Abstract

The process of HIV entry begins with the binding of the viral envelope glycoprotein gp120 to both the CD4 receptor and one of CXCR4 or CCR5 chemokine coreceptors. There is currently considerable interest in developing novel ligands which can attach to these coreceptors and hence block virus-cell fusion. This article compares the application of structure-based (docking) and ligand-based (QSAR analyses, pharmacophore modeling, and shape matching) virtual screening tools to find new potential HIV entry inhibitors for the CXCR4 receptor.
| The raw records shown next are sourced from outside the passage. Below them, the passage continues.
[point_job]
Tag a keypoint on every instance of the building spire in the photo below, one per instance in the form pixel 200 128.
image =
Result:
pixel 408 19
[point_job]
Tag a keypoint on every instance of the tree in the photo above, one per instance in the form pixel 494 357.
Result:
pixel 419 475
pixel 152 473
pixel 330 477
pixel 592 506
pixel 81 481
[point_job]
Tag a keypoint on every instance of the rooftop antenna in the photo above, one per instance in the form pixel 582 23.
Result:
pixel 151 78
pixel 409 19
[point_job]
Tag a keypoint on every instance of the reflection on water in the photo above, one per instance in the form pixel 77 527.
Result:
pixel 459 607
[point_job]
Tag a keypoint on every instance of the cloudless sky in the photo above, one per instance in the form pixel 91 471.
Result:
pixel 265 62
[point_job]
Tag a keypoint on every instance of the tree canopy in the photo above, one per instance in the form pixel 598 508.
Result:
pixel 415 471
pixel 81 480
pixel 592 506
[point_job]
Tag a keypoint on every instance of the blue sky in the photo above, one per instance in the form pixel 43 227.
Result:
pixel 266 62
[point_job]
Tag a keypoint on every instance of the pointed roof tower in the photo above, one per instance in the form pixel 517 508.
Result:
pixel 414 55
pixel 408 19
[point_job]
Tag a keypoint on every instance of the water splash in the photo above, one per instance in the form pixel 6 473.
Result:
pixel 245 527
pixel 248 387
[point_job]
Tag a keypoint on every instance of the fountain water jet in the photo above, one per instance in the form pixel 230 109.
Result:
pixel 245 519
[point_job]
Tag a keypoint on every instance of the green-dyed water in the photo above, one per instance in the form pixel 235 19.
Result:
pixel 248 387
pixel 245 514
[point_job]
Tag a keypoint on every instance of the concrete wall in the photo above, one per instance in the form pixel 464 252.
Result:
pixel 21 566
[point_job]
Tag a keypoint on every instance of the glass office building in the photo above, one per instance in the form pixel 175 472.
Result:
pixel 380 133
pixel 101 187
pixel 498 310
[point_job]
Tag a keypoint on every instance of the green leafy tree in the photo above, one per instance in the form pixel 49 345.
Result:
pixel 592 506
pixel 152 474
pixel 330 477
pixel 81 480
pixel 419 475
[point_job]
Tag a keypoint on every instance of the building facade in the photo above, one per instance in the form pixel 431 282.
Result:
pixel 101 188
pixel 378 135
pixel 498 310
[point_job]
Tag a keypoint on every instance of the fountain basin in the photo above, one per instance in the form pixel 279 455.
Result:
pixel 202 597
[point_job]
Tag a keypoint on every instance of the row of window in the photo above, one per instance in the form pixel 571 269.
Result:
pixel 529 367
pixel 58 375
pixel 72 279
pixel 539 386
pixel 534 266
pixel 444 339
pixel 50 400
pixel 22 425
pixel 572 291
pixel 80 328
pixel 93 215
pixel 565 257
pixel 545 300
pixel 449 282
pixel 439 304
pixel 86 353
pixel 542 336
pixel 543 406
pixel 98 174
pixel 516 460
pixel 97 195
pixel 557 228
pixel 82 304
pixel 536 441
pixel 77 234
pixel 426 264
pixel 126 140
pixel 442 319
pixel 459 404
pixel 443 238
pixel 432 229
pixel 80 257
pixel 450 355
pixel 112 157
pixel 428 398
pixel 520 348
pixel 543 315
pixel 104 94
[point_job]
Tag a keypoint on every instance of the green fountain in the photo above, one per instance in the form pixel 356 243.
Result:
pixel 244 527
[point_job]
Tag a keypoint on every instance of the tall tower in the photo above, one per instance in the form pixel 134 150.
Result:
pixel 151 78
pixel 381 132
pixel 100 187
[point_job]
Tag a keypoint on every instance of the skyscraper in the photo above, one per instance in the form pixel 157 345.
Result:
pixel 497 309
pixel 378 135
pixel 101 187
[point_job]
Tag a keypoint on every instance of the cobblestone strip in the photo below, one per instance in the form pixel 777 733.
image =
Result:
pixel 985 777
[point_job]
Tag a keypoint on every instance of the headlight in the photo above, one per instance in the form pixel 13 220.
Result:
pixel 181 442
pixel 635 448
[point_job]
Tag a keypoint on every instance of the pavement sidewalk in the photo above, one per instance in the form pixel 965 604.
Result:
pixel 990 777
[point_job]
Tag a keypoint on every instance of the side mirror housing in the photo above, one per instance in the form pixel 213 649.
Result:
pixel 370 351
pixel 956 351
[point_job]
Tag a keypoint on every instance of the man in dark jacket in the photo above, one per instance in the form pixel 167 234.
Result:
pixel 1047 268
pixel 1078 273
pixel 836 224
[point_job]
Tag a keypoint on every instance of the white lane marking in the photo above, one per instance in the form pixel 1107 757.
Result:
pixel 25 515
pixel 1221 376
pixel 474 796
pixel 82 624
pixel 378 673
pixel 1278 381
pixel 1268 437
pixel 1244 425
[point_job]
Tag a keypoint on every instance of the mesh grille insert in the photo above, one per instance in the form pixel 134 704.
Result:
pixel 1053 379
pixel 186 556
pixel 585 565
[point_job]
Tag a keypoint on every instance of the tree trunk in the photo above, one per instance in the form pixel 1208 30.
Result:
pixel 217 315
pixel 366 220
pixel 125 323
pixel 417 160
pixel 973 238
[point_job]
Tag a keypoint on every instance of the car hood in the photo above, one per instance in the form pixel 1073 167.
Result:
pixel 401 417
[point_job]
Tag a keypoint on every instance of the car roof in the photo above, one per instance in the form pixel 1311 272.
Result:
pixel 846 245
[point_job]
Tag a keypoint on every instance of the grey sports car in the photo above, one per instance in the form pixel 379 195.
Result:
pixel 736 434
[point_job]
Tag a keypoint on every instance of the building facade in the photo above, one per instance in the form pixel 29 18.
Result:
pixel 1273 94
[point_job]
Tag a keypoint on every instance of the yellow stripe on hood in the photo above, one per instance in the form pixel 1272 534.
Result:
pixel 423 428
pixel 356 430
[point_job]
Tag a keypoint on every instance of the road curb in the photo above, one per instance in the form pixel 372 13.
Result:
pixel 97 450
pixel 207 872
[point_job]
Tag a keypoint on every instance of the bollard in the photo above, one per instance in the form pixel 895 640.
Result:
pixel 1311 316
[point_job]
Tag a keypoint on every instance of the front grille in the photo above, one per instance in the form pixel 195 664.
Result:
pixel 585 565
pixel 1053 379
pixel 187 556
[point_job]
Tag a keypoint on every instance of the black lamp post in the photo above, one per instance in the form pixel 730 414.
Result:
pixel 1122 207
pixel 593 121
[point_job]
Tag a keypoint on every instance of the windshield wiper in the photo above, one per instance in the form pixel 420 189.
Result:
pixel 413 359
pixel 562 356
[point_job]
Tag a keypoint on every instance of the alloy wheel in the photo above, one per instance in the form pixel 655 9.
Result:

The comparison is based on retrospective virtual screening of a library containing different known CXCR4 inhibitors from the literature, a smaller set of active CXCR4 inhibitors selected from a large combinatorial virtual library and synthesized by us, and some druglike presumed inactive molecules as the reference set. The enrichment factors and diversity of the retrieved molecular scaffolds in the virtual hit lists was determined. Once the different virtual screening approaches had been validated and the best parameters had been selected, prospective virtual screening of our virtual library was applied to identify new anti-HIV compounds using the same protocol as in the retrospective virtual screening analysis. The compounds selected using these computational tools were subsequently synthesized and assayed and showed activity values ranging from 4 to 0.022 microg/mL.